Consequently, hunger was all around. More than 32 percent of people living in Holmes and Humphreys counties struggle to get enough to eat – that’s nearly one in three. And the food that is available isn’t always the healthiest. In my experience from speaking with people and seeing the type of food accessible, many people’s diets were filled with cheap, high calorie, high carb food instead of fruits and vegetables that we all need to live a healthy life. I met a brother and sister both living with complications from type 2 diabetes. The brother, Albert, was going in blind in one eye, and his sister Peaches had lost her leg to the disease a few years ago. They were doing the best they good with the food available to them, but they still struggled to get the food they need to manage their disease.
I realize the Missisippi Delta is far from where Hurricane Katrina hit nearly a decade ago. Even so, I recalled the notorious storm as I stood in the midst of these poverty stricken towns. After Katrina, our nation’s attention was awakened to the harsh poverty prevailing within its borders. The storm’s damage catalyzed nationwide calls for reforms.

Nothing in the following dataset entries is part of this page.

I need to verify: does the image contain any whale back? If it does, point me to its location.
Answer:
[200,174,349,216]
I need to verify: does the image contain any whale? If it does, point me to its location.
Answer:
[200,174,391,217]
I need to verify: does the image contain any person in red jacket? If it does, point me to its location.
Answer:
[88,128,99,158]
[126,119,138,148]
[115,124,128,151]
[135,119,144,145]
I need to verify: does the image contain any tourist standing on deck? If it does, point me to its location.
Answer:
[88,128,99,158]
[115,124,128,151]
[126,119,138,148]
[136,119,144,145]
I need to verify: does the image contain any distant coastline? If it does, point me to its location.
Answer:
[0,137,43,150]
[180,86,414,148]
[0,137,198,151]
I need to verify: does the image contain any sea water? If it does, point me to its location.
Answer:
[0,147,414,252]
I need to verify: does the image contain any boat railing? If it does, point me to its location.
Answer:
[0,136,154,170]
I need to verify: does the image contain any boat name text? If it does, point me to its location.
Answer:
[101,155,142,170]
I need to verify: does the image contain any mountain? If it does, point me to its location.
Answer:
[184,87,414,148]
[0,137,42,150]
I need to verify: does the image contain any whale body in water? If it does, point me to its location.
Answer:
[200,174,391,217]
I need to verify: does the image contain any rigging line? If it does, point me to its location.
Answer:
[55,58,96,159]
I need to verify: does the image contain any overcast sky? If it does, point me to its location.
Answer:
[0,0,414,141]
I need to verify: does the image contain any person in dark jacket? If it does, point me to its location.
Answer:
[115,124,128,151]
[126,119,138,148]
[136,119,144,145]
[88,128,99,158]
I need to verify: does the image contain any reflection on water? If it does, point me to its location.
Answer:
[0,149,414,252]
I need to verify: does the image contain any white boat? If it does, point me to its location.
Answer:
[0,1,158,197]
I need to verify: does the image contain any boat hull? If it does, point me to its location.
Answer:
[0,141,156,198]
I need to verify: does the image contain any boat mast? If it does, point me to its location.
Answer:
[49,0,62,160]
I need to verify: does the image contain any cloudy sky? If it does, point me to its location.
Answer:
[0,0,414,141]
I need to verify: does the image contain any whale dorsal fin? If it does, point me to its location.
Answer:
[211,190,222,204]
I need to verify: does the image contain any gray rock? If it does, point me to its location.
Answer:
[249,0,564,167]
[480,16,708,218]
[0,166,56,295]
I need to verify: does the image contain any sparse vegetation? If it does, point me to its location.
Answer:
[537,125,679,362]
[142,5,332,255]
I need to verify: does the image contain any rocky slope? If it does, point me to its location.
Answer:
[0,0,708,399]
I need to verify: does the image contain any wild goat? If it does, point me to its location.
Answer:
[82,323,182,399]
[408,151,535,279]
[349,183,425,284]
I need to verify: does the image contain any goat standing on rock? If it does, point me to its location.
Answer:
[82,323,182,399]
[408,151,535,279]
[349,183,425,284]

Agencies were reformed. Rules were incited. Yet looking around the Mississippi Delta area, it seems that not much has changed – poverty and injustice are as prevalent as ever.
Despite my grim interpretation of the area, I don’t want to leave the impression that there is no hope. I met many selfless people doing amazing work to help their hometowns. People like Doctors Blanche and Lorenzo Wesley, who run the Wesley Youth Foundation in Tchula, Mississippi. The Wesleys both grew up in Tchula, left and after retiring decided to come back to their hometown to provide people with much needed help. Through the Wesley Youth Foundation, the Wesleys run a food pantry, teach people how to cook healthy foods, tutor children and more.
An hour away in Belzoni, Mississippi, Mrs. Bertha Townsend has been running a food pantry for more than 30 years. A retired teacher (even though she still ran the pantry while teaching), Ms. Bertha distributes boxes of food to local families. For some of these families, it’s the only food they’ll receive all month.
The Wesleys and Mrs. Bertha give back to their communities because they believe in the people they are serving, and the possibility for a better tomorrow. And after meeting some incredible people who are caring for their community and some incredible people who receive help, I believe in the potential of these communities as well. There is no potential however, if we do not support them as they work their way out of poverty.
We need to get more food to more people in need in the Mississippi Delta and address their other basic needs that contribute to food insecurity and poverty as well, such as housing, health and unemployment. Let’s make good on the promises we made after Katrina. Let’s fight against poverty, and continue to make sure everyone in our nation has access to healthy food and a chance at a brighter future.